En réalité, le Docteur [C] [U] ne justifie d'aucun motif sérieux justifiant l'absence de toute réponse à la légitime demande de Madame [W] [T], ayant contrainte celle-ci à saisir l'Ordre des médecins pour faire valoir son droit.
Sur le préjudice et le lien de causalité
L'appelante ne justifie pas que la faute commise par le Docteur [C] [U] ait eu une répercussion sur la procédure de partage ouverte suite au décès de Madame [K] [P].
En revanche, l'appelante était fondée à faire sanctionner disciplinairement Monsieur [C] [U] alors même que celui-ci se serait exécuté dans les semaines qui ont suivi la plainte qu'elle avait déposée à son encontre auprès de l'Ordre des médecins.

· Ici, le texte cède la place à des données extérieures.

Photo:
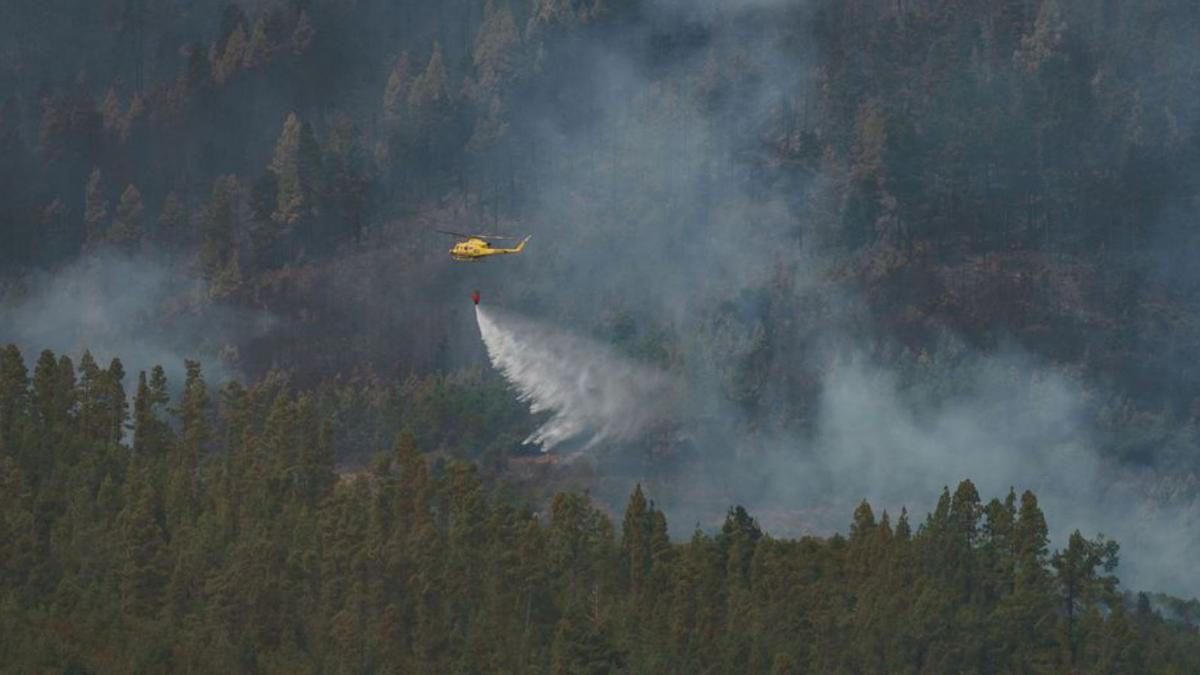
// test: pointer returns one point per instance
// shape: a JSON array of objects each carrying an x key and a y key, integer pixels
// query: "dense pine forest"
[
  {"x": 897, "y": 255},
  {"x": 221, "y": 539}
]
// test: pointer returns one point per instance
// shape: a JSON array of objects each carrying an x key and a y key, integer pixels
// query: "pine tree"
[
  {"x": 1080, "y": 589},
  {"x": 303, "y": 35},
  {"x": 115, "y": 402},
  {"x": 429, "y": 97},
  {"x": 495, "y": 53},
  {"x": 635, "y": 542},
  {"x": 126, "y": 231},
  {"x": 257, "y": 53},
  {"x": 13, "y": 398},
  {"x": 395, "y": 95},
  {"x": 143, "y": 557},
  {"x": 233, "y": 57},
  {"x": 297, "y": 166},
  {"x": 111, "y": 109},
  {"x": 220, "y": 226},
  {"x": 172, "y": 226},
  {"x": 95, "y": 214}
]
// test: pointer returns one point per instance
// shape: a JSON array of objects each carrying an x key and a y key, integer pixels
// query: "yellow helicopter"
[{"x": 478, "y": 246}]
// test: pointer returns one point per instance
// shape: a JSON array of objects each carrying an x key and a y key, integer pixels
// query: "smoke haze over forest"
[{"x": 786, "y": 254}]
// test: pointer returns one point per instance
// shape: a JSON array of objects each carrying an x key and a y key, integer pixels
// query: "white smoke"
[{"x": 587, "y": 389}]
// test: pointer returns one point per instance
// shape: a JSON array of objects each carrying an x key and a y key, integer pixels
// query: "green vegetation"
[{"x": 220, "y": 539}]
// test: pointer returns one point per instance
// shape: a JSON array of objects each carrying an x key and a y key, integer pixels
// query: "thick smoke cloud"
[{"x": 655, "y": 204}]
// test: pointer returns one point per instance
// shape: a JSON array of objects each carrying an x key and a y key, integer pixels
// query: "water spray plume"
[{"x": 587, "y": 389}]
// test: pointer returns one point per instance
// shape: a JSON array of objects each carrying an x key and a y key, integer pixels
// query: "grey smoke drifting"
[
  {"x": 147, "y": 310},
  {"x": 587, "y": 389}
]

Les frais, notamment de conseil, qui ont ainsi été exposés à l'occasion de la procédure disciplinaire ne trouvent pas leur cause dans la vindicte de Madame [W] [P] épouse [T] mais dans le manquement par Monsieur [C] [U] aux devoirs de sa charge.
Au vu des justificatifs remis, le montant du préjudice matériel subi par Madame [W] [T] sera évalué à la somme de 1 200 €, somme au paiement de laquelle sera condamné Monsieur [C] [U].
En revanche, le préjudice moral subi par Madame [W] [P] épouse [T] est suffisamment réparé par le bénéfice qu'elle a tiré de la sanction disciplinaire infligée au Docteur [C] [U], de sorte qu'il n'y a pas lieu à allocation d'une somme spécifique au titre de la réparation de ce préjudice.
Sur les dépens et l'article 700 du code de procédure civile
Les dispositions du jugement déféré quant aux dépens et à l'article 700 du code de procédure civile seront confirmées.
Partie perdante à hauteur d'appel, Monsieur [C] [U] sera condamné aux dépens conformément aux dispositions de l'article 696 du code de procédure civile et débouté de sa demande au titre de l'article 700 du code de procédure civile.
En revanche, il sera fait droit à la demande formée par Madame [W] [P] épouse [T] au titre de l'article 700 du code de procédure civile.
PAR CES MOTIFS
La Cour, statuant publiquement et contradictoirement,
INFIRME la décision déférée en ce qu'elle a limité l'indemnisation de Madame [W] [P] épouse [T] à la somme de 51 € au titre de son préjudice matériel,
Et statuant à nouveau dans cette seule limite,
CONDAMNE Monsieur [C] [U] à payer à Madame [W] [P] épouse [T] la somme de 1 200 € en réparation de son préjudice matériel avec intérêts au taux légal à compter de ce jour,
CONFIRME la décision déférée pour le surplus,
Et y ajoutant,
CONDAMNE Monsieur [C] [U] à payer à Madame [W] [P] épouse [T] la somme de 1 500 € sur le fondement de l'article 700 du code de procédure civile,
DÉBOUTE Monsieur [C] [U] de sa demande au titre de l'article 700 du code de procédure civile,
CONDAMNE Monsieur [C] [U] aux dépens.